AVP: Alien vs. Predator (2004)

the predators

Alien vs Predator begins with a recruitment montage, just like the way that heist films do when they’re putting together a crew to execute a robbery. But in this film, the group that’s being put together is meant for a mission to Antarctica, where wealthy tycoon Charles Weyland has discovered an archeological find and is out to uncover it to make his stamp on history. The resulting group includes around a dozen people comprised of scientists, archeological experts, engineers, mercenaries, and Weyland himself.

Almost halfway into the film things start to go awry; and then shortly after that, I catch myself wondering: Why are they all… dying already? It’s no exaggeration when I say that someone was dying every 2-3 minutes. From the time the shit hits the fan, bodies were falling everywhere. Even characters that one would have thought might hang around a little longer ended up being cannon fodder. There was whatshisname who kept on showing pictures of his kids and I felt like they’d keep him alive until the climax to maintain the viewer’s sympathy. No, he died quickly. Then there were whatstheirnames who seemed like they had sparks between them and a romance was brewing. No, they died quickly too. At around the 1-hour mark, there were only two people left, then shortly after that, just a sole survivor.

Then I figured that the film is, of course, called Alien vs Predator, so they were just setting the stage for the titular battle. But even then, in the original Alien, The crew of the Nostromo ended up being such remarkable characters. Ripley in particular became one of the most iconic figures in sci-fi history. In the original Predator, not only Arnie, but also Dillon, Mac, and even Jesse “The Body” Ventura were such memorable parts of the story. They were the elements in those films that made you care about the conflict and be afraid of the danger. In AVP though, I could barely remember half of the crew after the film had ended. What’s worse is that I haven’t the slightest idea about any of their characters and personalities outside of the several most featured ones. Years from now, none of them will stick in my memory.

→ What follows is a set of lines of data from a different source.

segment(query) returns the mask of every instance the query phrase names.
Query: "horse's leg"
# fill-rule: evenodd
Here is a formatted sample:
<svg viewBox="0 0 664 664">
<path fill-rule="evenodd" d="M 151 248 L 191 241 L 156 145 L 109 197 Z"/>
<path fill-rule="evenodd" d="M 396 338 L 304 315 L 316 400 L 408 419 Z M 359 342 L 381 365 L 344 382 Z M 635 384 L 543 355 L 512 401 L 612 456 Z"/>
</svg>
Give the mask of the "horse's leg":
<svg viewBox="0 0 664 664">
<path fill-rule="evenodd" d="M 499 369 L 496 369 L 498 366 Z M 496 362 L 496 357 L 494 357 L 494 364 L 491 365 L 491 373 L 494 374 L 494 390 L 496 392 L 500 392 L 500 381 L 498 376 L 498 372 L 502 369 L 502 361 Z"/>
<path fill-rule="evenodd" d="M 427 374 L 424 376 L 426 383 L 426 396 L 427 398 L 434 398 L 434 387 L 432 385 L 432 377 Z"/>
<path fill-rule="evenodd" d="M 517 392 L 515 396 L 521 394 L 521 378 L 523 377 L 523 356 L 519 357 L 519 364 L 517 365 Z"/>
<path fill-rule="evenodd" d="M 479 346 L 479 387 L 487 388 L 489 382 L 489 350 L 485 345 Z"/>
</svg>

So in the absence of anyone to root for, AVP ends up being dull. In fact, it has very little going for it, if it even has any. There is nothing frightening or thrilling, the visual effects, sets and creature design are notable, but not particularly impressive. All that this film shows is that its producers knew elementary mathematics. The Alien film and its sequels made bajillions of dollars at the box office. The Predator film and its sequels also made bajillions of dollars at the box office. Put them together and what do you get? Two bajillions of dollars of course! And that’s the story of the film right there: Never mind the perfunctory plot. Never mind the cardboard cutout characters. Let’s just take these two incredibly recognizable sci-fi film franchises, beef it up with a fair amount of serviceable effects, then let the people come in droves… and they did. AVP: Alien vs Predator made quite a lot of bajillions of dollars in the box-office as well.